Sandler and Wolchik’s research uncovered resilient parenting strategies that can be used to promote children’s healthy development after such profound loss.Interventions that foster resilient parenting—like their Family Bereavement Program—can significantly improve outcomes for both bereaved children and a surviving parent.3 The program resulted in:

  • more positive relationships between a child and their surviving parent,
  • less long-term distressing grief for both child and parent,
  • fewer mental health problems for both child and parent, and
  • fewer unhealthy physical responses to stress by the child.

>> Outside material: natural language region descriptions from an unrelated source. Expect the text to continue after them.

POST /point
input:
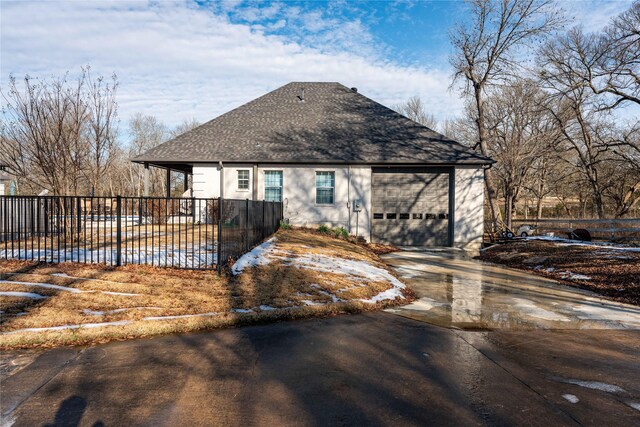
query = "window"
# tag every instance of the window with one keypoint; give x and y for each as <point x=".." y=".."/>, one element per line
<point x="243" y="180"/>
<point x="273" y="186"/>
<point x="325" y="187"/>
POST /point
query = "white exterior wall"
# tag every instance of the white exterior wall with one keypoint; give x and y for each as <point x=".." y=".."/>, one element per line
<point x="469" y="208"/>
<point x="299" y="196"/>
<point x="206" y="180"/>
<point x="351" y="184"/>
<point x="298" y="192"/>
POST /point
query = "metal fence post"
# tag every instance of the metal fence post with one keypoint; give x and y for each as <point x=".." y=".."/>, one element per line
<point x="263" y="220"/>
<point x="246" y="224"/>
<point x="118" y="231"/>
<point x="219" y="237"/>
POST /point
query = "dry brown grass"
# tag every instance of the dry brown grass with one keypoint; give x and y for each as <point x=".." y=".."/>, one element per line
<point x="172" y="292"/>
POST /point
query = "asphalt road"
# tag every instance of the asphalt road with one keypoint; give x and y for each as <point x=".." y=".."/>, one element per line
<point x="372" y="369"/>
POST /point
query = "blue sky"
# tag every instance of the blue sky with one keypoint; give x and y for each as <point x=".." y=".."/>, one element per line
<point x="185" y="59"/>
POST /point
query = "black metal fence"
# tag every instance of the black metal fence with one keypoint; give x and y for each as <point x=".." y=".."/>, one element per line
<point x="193" y="233"/>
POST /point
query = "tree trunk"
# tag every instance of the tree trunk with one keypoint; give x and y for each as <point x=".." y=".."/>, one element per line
<point x="488" y="173"/>
<point x="539" y="207"/>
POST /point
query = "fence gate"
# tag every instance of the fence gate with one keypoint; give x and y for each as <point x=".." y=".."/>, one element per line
<point x="191" y="233"/>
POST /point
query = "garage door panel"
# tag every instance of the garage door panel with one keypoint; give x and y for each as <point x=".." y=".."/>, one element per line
<point x="418" y="201"/>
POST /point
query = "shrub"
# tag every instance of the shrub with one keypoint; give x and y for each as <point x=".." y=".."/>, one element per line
<point x="341" y="232"/>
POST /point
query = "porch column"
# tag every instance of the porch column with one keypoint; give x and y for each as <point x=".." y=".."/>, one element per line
<point x="255" y="182"/>
<point x="146" y="180"/>
<point x="168" y="185"/>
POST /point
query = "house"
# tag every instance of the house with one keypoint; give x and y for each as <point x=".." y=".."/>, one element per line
<point x="335" y="157"/>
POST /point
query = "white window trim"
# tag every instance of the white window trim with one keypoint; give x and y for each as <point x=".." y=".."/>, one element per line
<point x="238" y="180"/>
<point x="264" y="183"/>
<point x="315" y="187"/>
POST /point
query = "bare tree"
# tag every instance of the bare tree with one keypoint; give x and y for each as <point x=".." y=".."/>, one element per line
<point x="520" y="132"/>
<point x="414" y="109"/>
<point x="145" y="132"/>
<point x="101" y="130"/>
<point x="42" y="132"/>
<point x="485" y="54"/>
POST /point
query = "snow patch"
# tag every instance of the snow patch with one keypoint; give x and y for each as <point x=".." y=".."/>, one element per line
<point x="423" y="304"/>
<point x="124" y="294"/>
<point x="65" y="288"/>
<point x="64" y="327"/>
<point x="528" y="307"/>
<point x="43" y="285"/>
<point x="573" y="276"/>
<point x="257" y="256"/>
<point x="181" y="316"/>
<point x="356" y="270"/>
<point x="594" y="385"/>
<point x="117" y="310"/>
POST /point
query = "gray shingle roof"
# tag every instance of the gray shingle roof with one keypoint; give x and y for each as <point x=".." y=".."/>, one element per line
<point x="312" y="123"/>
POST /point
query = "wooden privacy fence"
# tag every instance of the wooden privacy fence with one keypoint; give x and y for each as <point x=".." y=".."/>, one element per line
<point x="194" y="233"/>
<point x="616" y="229"/>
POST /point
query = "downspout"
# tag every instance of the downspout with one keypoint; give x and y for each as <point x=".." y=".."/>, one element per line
<point x="221" y="167"/>
<point x="349" y="196"/>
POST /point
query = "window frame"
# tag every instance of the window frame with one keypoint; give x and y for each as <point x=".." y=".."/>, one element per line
<point x="333" y="187"/>
<point x="270" y="171"/>
<point x="238" y="179"/>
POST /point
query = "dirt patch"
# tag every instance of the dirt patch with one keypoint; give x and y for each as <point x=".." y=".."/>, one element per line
<point x="98" y="303"/>
<point x="610" y="272"/>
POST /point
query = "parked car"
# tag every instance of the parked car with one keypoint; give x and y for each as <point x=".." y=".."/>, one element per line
<point x="526" y="230"/>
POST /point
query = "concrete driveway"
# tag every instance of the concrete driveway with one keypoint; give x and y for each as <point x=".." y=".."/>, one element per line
<point x="372" y="369"/>
<point x="456" y="291"/>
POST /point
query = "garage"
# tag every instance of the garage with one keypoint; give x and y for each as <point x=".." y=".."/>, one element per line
<point x="411" y="206"/>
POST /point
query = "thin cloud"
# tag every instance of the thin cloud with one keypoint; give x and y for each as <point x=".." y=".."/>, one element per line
<point x="177" y="61"/>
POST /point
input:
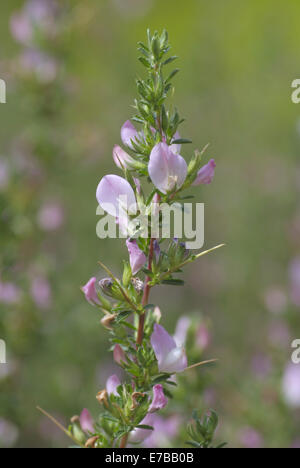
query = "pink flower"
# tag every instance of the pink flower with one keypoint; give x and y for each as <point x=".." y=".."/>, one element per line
<point x="128" y="133"/>
<point x="121" y="158"/>
<point x="159" y="400"/>
<point x="167" y="170"/>
<point x="170" y="357"/>
<point x="119" y="355"/>
<point x="112" y="384"/>
<point x="139" y="435"/>
<point x="206" y="173"/>
<point x="90" y="292"/>
<point x="86" y="421"/>
<point x="116" y="196"/>
<point x="137" y="257"/>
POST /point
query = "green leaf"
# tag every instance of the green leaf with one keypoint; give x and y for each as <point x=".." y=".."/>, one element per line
<point x="144" y="426"/>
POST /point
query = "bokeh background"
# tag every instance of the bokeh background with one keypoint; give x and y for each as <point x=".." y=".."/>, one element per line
<point x="69" y="90"/>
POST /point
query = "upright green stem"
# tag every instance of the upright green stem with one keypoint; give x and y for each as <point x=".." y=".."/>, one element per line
<point x="145" y="299"/>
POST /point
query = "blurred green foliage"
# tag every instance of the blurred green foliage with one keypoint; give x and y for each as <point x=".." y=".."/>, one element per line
<point x="238" y="60"/>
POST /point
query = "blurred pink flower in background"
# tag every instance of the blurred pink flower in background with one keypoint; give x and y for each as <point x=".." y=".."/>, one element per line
<point x="51" y="216"/>
<point x="250" y="438"/>
<point x="291" y="385"/>
<point x="8" y="433"/>
<point x="275" y="300"/>
<point x="4" y="175"/>
<point x="9" y="293"/>
<point x="41" y="292"/>
<point x="294" y="274"/>
<point x="36" y="15"/>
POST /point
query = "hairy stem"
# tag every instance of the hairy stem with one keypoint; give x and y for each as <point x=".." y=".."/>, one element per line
<point x="124" y="441"/>
<point x="145" y="299"/>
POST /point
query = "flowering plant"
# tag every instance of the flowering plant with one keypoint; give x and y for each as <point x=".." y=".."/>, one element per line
<point x="146" y="352"/>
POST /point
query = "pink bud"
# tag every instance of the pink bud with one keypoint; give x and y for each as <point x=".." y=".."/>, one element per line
<point x="167" y="170"/>
<point x="116" y="196"/>
<point x="137" y="257"/>
<point x="112" y="384"/>
<point x="119" y="355"/>
<point x="206" y="173"/>
<point x="128" y="133"/>
<point x="176" y="148"/>
<point x="121" y="158"/>
<point x="159" y="400"/>
<point x="90" y="292"/>
<point x="170" y="357"/>
<point x="86" y="421"/>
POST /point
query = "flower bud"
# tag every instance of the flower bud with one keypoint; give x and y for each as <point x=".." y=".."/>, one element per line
<point x="159" y="400"/>
<point x="108" y="321"/>
<point x="137" y="257"/>
<point x="109" y="288"/>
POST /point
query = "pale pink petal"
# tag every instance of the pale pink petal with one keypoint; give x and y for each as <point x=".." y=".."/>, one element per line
<point x="112" y="384"/>
<point x="86" y="421"/>
<point x="90" y="292"/>
<point x="167" y="170"/>
<point x="206" y="173"/>
<point x="116" y="196"/>
<point x="159" y="400"/>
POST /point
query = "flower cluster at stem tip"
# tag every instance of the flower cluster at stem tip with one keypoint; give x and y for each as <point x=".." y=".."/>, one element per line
<point x="146" y="352"/>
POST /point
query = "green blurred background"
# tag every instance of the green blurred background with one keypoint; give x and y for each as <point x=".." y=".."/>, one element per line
<point x="237" y="62"/>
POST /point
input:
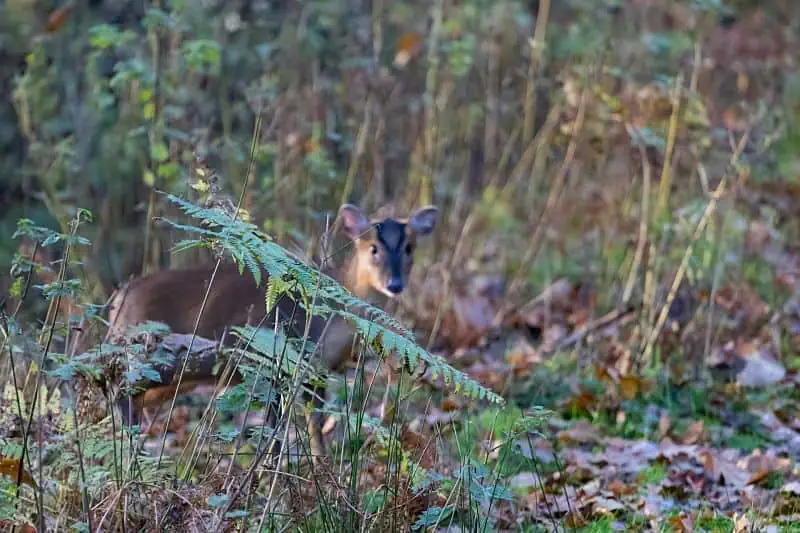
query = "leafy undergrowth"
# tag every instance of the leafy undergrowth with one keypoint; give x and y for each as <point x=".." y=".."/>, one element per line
<point x="618" y="259"/>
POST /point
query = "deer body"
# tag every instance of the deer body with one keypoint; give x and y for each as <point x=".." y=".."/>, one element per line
<point x="378" y="267"/>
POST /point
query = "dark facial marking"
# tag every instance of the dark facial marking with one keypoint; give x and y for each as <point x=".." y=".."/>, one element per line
<point x="392" y="235"/>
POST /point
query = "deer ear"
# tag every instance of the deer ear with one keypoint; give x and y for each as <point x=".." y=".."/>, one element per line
<point x="423" y="220"/>
<point x="354" y="221"/>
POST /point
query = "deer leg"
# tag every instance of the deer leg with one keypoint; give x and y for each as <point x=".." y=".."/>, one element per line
<point x="314" y="419"/>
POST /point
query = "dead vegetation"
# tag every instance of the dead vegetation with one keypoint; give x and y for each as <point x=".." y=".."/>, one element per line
<point x="618" y="245"/>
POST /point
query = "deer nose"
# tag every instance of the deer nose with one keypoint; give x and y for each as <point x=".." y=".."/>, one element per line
<point x="395" y="285"/>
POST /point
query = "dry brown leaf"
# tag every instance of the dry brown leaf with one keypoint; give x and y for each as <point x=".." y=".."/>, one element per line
<point x="630" y="386"/>
<point x="582" y="432"/>
<point x="792" y="488"/>
<point x="695" y="433"/>
<point x="664" y="425"/>
<point x="760" y="370"/>
<point x="619" y="488"/>
<point x="682" y="523"/>
<point x="10" y="467"/>
<point x="408" y="45"/>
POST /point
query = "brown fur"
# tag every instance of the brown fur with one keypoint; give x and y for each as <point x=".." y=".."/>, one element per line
<point x="175" y="298"/>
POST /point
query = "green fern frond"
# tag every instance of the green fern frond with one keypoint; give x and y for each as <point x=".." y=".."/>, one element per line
<point x="255" y="250"/>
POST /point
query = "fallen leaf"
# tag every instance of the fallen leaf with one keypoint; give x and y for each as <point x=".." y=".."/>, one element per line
<point x="792" y="488"/>
<point x="408" y="45"/>
<point x="10" y="467"/>
<point x="760" y="370"/>
<point x="582" y="432"/>
<point x="695" y="433"/>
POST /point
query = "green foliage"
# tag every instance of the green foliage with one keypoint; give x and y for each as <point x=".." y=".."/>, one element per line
<point x="255" y="250"/>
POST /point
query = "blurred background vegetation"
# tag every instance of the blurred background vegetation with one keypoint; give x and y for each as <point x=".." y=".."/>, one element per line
<point x="617" y="145"/>
<point x="409" y="102"/>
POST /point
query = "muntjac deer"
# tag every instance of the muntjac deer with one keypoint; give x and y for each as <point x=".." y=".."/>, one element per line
<point x="377" y="269"/>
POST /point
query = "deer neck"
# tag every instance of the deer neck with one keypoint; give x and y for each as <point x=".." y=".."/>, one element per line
<point x="347" y="275"/>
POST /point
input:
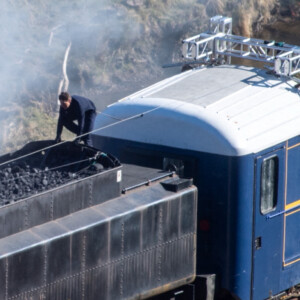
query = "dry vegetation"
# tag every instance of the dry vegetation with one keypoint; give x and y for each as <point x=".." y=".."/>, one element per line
<point x="118" y="48"/>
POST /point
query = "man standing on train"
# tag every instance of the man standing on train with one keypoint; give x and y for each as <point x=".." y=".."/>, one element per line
<point x="76" y="108"/>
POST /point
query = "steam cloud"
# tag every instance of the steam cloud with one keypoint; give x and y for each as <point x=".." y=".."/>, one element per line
<point x="34" y="37"/>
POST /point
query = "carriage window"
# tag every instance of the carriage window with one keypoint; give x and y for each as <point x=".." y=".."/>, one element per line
<point x="268" y="186"/>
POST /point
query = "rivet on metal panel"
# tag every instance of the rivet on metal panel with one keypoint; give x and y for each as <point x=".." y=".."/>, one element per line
<point x="83" y="264"/>
<point x="51" y="206"/>
<point x="160" y="233"/>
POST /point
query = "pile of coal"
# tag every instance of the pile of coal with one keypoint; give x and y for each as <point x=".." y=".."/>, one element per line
<point x="31" y="171"/>
<point x="21" y="181"/>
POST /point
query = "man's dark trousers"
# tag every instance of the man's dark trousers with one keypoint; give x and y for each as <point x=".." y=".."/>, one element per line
<point x="88" y="126"/>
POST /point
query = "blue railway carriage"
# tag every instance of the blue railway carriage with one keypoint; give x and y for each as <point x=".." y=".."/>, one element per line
<point x="235" y="131"/>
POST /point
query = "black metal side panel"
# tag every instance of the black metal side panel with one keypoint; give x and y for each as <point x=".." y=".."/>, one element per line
<point x="132" y="247"/>
<point x="59" y="202"/>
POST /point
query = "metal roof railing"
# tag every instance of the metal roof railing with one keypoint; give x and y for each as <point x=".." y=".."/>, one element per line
<point x="219" y="44"/>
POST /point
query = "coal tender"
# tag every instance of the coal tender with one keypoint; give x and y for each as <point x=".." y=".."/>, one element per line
<point x="76" y="224"/>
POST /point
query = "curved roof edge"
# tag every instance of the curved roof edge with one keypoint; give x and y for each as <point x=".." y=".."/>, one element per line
<point x="171" y="123"/>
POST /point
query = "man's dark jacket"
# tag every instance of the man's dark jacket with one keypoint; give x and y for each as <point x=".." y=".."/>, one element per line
<point x="76" y="111"/>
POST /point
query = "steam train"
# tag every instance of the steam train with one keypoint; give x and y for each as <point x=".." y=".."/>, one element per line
<point x="198" y="197"/>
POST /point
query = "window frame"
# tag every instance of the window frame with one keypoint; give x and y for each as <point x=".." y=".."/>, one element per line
<point x="263" y="183"/>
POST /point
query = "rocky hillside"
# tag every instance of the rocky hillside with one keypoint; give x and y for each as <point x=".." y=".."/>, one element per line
<point x="100" y="49"/>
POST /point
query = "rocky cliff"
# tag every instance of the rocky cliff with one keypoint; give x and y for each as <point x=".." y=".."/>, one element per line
<point x="101" y="49"/>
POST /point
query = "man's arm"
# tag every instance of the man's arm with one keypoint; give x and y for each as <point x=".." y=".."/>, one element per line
<point x="59" y="128"/>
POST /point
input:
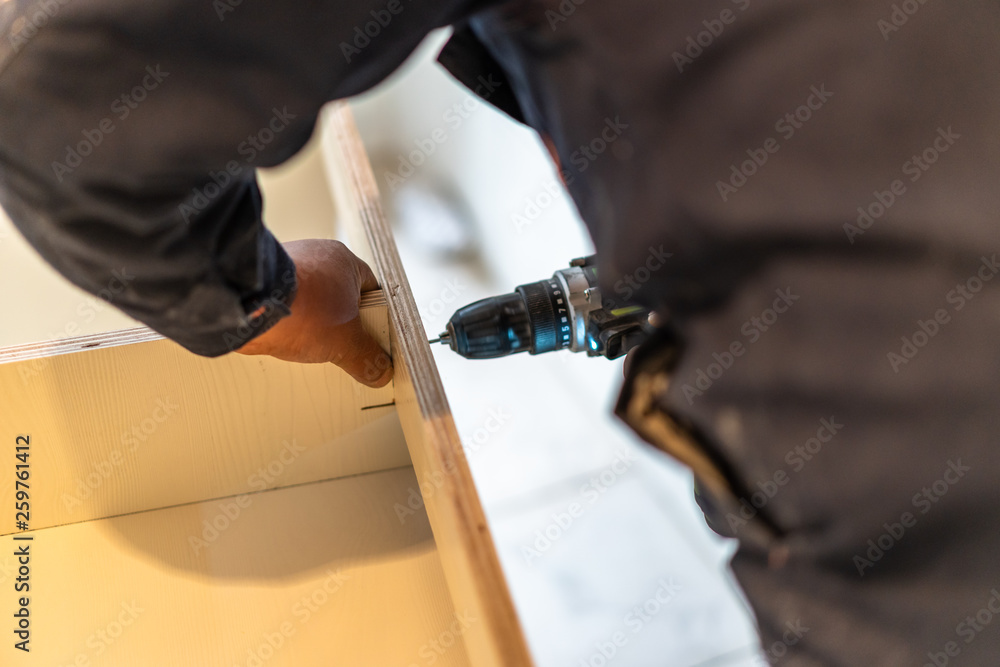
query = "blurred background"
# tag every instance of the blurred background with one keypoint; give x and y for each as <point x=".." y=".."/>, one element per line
<point x="608" y="558"/>
<point x="478" y="210"/>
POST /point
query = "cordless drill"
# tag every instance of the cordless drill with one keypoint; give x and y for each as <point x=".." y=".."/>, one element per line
<point x="565" y="311"/>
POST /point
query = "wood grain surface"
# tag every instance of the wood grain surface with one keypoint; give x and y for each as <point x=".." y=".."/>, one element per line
<point x="317" y="575"/>
<point x="456" y="516"/>
<point x="128" y="427"/>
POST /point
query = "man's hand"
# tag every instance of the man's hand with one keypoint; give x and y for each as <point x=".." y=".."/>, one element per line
<point x="324" y="325"/>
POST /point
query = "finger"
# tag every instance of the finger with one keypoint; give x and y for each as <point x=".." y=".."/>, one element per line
<point x="366" y="277"/>
<point x="361" y="356"/>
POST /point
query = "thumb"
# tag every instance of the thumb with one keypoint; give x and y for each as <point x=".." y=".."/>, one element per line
<point x="361" y="356"/>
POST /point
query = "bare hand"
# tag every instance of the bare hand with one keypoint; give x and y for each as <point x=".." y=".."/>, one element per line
<point x="324" y="325"/>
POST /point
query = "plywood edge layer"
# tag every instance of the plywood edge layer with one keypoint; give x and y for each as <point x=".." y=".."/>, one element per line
<point x="307" y="576"/>
<point x="468" y="554"/>
<point x="115" y="338"/>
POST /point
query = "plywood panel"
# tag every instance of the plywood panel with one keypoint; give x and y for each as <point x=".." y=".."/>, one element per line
<point x="311" y="576"/>
<point x="466" y="547"/>
<point x="146" y="425"/>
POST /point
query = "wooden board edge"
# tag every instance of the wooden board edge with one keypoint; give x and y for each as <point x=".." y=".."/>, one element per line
<point x="115" y="338"/>
<point x="472" y="567"/>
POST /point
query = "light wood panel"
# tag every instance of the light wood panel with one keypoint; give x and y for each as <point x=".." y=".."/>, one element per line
<point x="456" y="516"/>
<point x="311" y="576"/>
<point x="120" y="426"/>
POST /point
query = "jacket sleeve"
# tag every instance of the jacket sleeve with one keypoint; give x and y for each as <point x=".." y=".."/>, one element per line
<point x="130" y="131"/>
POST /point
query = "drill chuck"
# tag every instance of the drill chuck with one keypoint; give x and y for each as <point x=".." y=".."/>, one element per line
<point x="564" y="311"/>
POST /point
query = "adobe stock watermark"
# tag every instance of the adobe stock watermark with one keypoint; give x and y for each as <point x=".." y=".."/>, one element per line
<point x="898" y="17"/>
<point x="432" y="651"/>
<point x="967" y="630"/>
<point x="786" y="126"/>
<point x="121" y="108"/>
<point x="914" y="168"/>
<point x="925" y="500"/>
<point x="131" y="440"/>
<point x="796" y="458"/>
<point x="635" y="621"/>
<point x="590" y="492"/>
<point x="927" y="329"/>
<point x="451" y="120"/>
<point x="248" y="149"/>
<point x="87" y="310"/>
<point x="26" y="27"/>
<point x="752" y="330"/>
<point x="104" y="638"/>
<point x="231" y="509"/>
<point x="714" y="27"/>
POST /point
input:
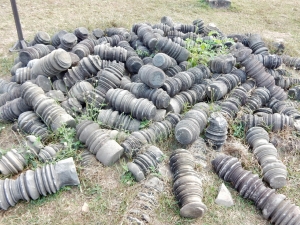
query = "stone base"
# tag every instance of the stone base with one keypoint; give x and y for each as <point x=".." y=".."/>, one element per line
<point x="216" y="4"/>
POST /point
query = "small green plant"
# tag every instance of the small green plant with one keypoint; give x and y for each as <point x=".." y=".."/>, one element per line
<point x="203" y="50"/>
<point x="238" y="129"/>
<point x="142" y="53"/>
<point x="67" y="137"/>
<point x="186" y="107"/>
<point x="154" y="172"/>
<point x="127" y="177"/>
<point x="144" y="124"/>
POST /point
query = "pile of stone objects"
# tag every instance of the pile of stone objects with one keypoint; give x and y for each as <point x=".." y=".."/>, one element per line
<point x="130" y="78"/>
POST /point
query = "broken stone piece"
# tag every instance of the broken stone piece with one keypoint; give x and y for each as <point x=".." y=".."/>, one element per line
<point x="216" y="4"/>
<point x="224" y="197"/>
<point x="109" y="153"/>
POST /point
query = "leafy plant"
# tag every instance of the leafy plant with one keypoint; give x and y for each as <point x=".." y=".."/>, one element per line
<point x="127" y="177"/>
<point x="144" y="124"/>
<point x="238" y="129"/>
<point x="203" y="50"/>
<point x="67" y="137"/>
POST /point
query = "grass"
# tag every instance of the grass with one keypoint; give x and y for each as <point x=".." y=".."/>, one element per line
<point x="110" y="192"/>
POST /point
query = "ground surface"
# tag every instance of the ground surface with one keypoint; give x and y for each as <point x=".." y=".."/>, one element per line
<point x="108" y="195"/>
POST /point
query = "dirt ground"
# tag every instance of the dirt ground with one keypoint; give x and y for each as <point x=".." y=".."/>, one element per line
<point x="109" y="194"/>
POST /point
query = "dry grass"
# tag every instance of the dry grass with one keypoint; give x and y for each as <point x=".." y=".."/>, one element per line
<point x="108" y="198"/>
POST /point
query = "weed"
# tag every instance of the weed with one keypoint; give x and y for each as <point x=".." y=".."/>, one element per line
<point x="142" y="53"/>
<point x="154" y="172"/>
<point x="6" y="64"/>
<point x="145" y="124"/>
<point x="127" y="177"/>
<point x="238" y="129"/>
<point x="67" y="137"/>
<point x="186" y="107"/>
<point x="204" y="50"/>
<point x="203" y="4"/>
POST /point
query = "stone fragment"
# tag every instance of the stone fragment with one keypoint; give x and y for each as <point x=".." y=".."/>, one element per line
<point x="224" y="197"/>
<point x="109" y="153"/>
<point x="216" y="4"/>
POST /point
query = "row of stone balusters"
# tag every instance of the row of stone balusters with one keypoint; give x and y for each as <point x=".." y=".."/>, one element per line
<point x="283" y="107"/>
<point x="273" y="170"/>
<point x="275" y="122"/>
<point x="255" y="69"/>
<point x="98" y="142"/>
<point x="53" y="115"/>
<point x="41" y="182"/>
<point x="156" y="132"/>
<point x="274" y="207"/>
<point x="15" y="160"/>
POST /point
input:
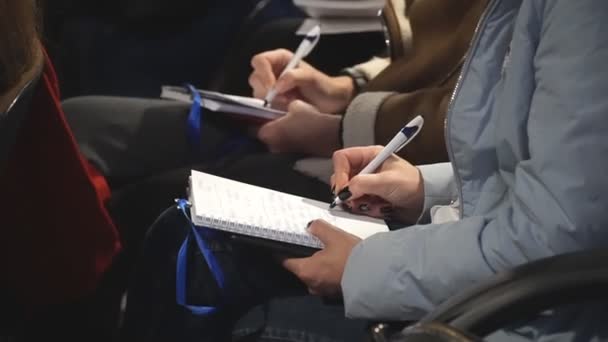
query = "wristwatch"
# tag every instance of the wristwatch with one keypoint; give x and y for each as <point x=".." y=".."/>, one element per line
<point x="358" y="77"/>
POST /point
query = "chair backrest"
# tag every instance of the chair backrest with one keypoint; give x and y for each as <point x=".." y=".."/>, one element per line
<point x="13" y="117"/>
<point x="57" y="237"/>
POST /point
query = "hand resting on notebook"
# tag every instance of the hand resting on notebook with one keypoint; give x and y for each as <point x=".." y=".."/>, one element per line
<point x="328" y="94"/>
<point x="396" y="185"/>
<point x="322" y="272"/>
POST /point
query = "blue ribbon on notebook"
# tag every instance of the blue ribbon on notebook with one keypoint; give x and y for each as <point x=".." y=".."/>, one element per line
<point x="194" y="118"/>
<point x="182" y="261"/>
<point x="195" y="121"/>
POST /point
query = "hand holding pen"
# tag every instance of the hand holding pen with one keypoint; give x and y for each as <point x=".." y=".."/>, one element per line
<point x="374" y="181"/>
<point x="306" y="46"/>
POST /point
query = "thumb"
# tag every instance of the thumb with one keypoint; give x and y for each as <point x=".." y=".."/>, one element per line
<point x="299" y="106"/>
<point x="368" y="184"/>
<point x="325" y="232"/>
<point x="294" y="78"/>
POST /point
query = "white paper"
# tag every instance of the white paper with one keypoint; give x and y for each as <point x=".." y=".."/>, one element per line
<point x="246" y="209"/>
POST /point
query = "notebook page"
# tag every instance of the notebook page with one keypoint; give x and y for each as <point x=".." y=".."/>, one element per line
<point x="226" y="200"/>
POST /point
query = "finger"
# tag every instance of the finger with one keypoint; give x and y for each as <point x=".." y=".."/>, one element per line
<point x="263" y="71"/>
<point x="326" y="232"/>
<point x="370" y="206"/>
<point x="369" y="184"/>
<point x="294" y="265"/>
<point x="299" y="106"/>
<point x="271" y="62"/>
<point x="295" y="78"/>
<point x="268" y="132"/>
<point x="348" y="162"/>
<point x="259" y="90"/>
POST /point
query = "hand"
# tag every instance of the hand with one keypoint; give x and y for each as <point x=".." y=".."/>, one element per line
<point x="328" y="94"/>
<point x="322" y="272"/>
<point x="302" y="130"/>
<point x="396" y="189"/>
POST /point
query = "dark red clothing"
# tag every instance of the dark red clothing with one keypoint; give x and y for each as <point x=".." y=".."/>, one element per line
<point x="57" y="237"/>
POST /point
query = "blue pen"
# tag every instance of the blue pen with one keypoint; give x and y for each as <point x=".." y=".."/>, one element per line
<point x="308" y="43"/>
<point x="402" y="138"/>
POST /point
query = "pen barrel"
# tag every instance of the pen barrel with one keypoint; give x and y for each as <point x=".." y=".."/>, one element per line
<point x="385" y="153"/>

If you’re caring for a child who has lost a mother or father, you can practice resilient parenting by focusing on the five building blocks.  

  1. Take good care of yourself
  2. Stregthen family bonds
  3. Listen to your children
  4. Establish consistent, effective family rules
  5. Support your children's coping

Learn more about these building blocks on the Option B Website

Endnotes

  1. A. S. Masten, “Ordinary magic: Resilience processes in development,” American Psychologist 56 (2001): 227–38, doi:10.1037/0003-066X.56.3.227.
  2. I. N. Sandler, S. A. Wolchik, T. S. Ayers, et al., “Linking theory and intervention to promote resilience of children following parental bereavement,” in Handbook of Bereavement Research: Consequences, Coping and Care, ed. M. Stroebe, M. Hansson, W. Stroebe, and H. Schut (Washington, DC: American Psychological Association, 2008), 531–50.
  3. I. N. Sandler, S. A. Wolchik, T. S. Ayers, et al., “Family Bereavement Program (FBP) approach to promoting resilience following the death of a parent,” Family Science 4 (2013): 87–94, doi:10.1080/19424620.2013.821763.